Cuando Muʿizz al-Dawla llegó a Bagdad y arrestó a al-Mustakfī, cegándole los ojos, mandó llamar al hijo de al-Muqtadir Billah, Abū'l-Qāsim al-Faḍl. Abū'l-Qāsim se había escapado y escondido de al-Mustakfī. Al-Mustakfī lo …

Cuando Muʿizz al-Dawla llegó a Bagdad y arrestó a al-Mustakfī, cegándole los ojos, mandó llamar al hijo de al-Muqtadir Billah, Abū'l-Qāsim al-Faḍl.
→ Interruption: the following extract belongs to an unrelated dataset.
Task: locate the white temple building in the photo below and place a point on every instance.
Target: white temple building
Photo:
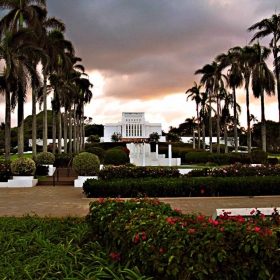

Abū'l-Qāsim se había escapado y escondido de al-Mustakfī. Al-Mustakfī lo buscaba y quería capturarlo, pero no había logrado aprehenderlo.

Según se cuenta, Abū'l-Qāsim al-Faḍl se reunió en secreto con Muʿizz al-Dawla y lo incitó contra al-Mustakfī; como resultado, el asunto terminó con su propia asunción al califato. Después de que a al-Mustakfī le fueran cegados los ojos, Muʿizz al-Dawla llamó a Abū'l-Qāsim al-Faḍl, le ofreció la bayʿa (el juramento de fidelidad) del califato y le otorgó el sobrenombre de Muti Lillah. Luego, los emires, notables y el pueblo también le prestaron juramento.

La autoridad del califato se había debilitado seriamente; el califa ya no tenía poder para ordenar ni prohibir. Ni siquiera tenía un visir, solo un secretario que se ocupaba de los asuntos de las tierras iqṭāʿ (tierras asignadas). Los asuntos del Estado y del país, los ingresos y los gastos, estaban todos bajo el control de Muʿizz al-Dawla.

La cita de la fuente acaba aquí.